AI is the next asset class we are bringing into our platform.

We are integrating AI-aware discovery directly into our scanning pipeline with dedicated probes for inference servers, MCP endpoints, vector databases, AI gateways, MLOps platforms, and agent frameworks. These probes do more than confirm that a service exists. They profile it in depth, identifying the software type, version, loaded models, authentication posture, accessible tools, and connected data layers. We are also building AI-specific risk scoring that reflects context. Exposure is not binary. The real question is what that AI system can access, execute, or influence.

What makes this evolution possible is not a new standalone initiative, but the intelligence foundation we have already built. Through Project Resonance 🔗 and our research initiatives, we have developed internet-scale data collection pipelines and a mature external data lake spanning domains, certificates, repositories, cloud assets, containers, and leaked credentials. Our fingerprinting engines, exposure validation workflows, and contextual scoring mechanisms are already embedded into the platform.

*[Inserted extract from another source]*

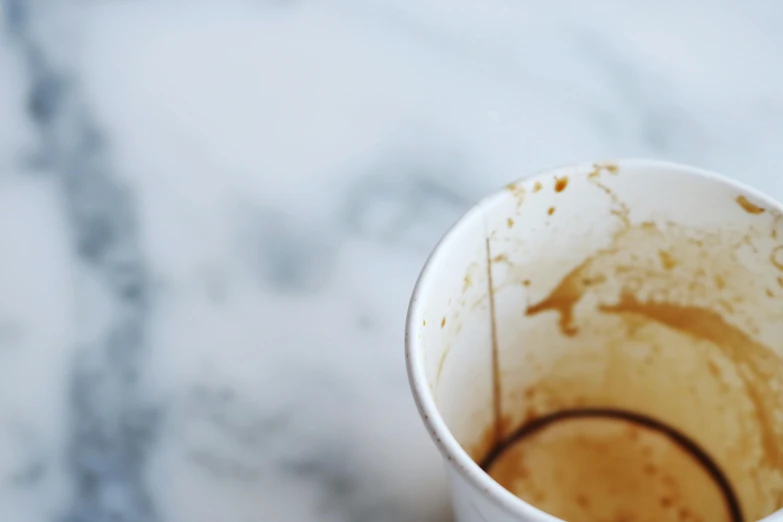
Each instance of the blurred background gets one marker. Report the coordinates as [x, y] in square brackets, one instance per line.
[212, 215]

We are not reacting to the trend. We are extending a research-driven external intelligence engine to address the next frontier of exposure risk.

What Comes Next

AI exposure has become a common breach vector. Not because AI is inherently insecure, but because the speed of adoption has outpaced visibility and control.

Insurance underwriters will start asking about AI exposure. Auditors will ask for AI asset inventories. CTEM programs that cannot see AI infrastructure will carry a growing blind spot. It all comes down to this: AI-aware CTEM is no longer a good-to-have; it is a MUST-HAVE. It is the natural evolution of external risk management.

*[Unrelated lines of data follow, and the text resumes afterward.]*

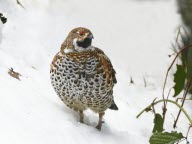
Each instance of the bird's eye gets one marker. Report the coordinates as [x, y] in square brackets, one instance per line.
[82, 33]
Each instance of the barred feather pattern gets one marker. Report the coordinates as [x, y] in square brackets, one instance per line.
[83, 79]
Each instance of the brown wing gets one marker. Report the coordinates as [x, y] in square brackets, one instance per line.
[107, 64]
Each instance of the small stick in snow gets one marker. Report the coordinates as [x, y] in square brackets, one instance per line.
[18, 2]
[14, 74]
[131, 81]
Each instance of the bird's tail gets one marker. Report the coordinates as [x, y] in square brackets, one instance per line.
[113, 106]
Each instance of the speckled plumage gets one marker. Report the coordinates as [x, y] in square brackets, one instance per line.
[82, 75]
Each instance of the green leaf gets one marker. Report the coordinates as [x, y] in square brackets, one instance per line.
[165, 138]
[179, 79]
[158, 123]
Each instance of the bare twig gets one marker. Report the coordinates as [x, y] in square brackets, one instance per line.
[184, 97]
[145, 82]
[163, 94]
[19, 3]
[131, 81]
[188, 131]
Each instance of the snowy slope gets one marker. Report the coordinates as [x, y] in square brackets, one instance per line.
[136, 36]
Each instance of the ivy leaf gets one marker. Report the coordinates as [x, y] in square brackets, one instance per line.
[179, 79]
[165, 138]
[158, 123]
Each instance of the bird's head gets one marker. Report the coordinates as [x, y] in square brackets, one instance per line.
[79, 39]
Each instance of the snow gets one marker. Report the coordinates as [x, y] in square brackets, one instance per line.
[135, 35]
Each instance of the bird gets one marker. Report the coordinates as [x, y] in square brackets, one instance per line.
[83, 76]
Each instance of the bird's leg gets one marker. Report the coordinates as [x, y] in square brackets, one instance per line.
[100, 120]
[81, 116]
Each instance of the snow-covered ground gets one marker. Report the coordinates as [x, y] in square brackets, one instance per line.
[135, 35]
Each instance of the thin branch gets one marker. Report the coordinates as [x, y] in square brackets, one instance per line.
[159, 101]
[188, 131]
[19, 3]
[163, 94]
[184, 97]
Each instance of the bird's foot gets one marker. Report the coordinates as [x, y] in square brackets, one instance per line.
[98, 127]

At RedHunt Labs, we are already seeing this play out through our research and external telemetry. The same approach that uncovered exposed cloud assets and leaked credentials is now surfacing AI systems that organizations do not even realize are exposed. If you are starting, exploring, or working in this space too, we would love to exchange notes. Please get in touch with us 🔗 

The problem is no longer just discovery. It is understanding what those systems can do. If AI is not visible in your attack surface today, the first time you encounter it may not be during discovery, but during incident response.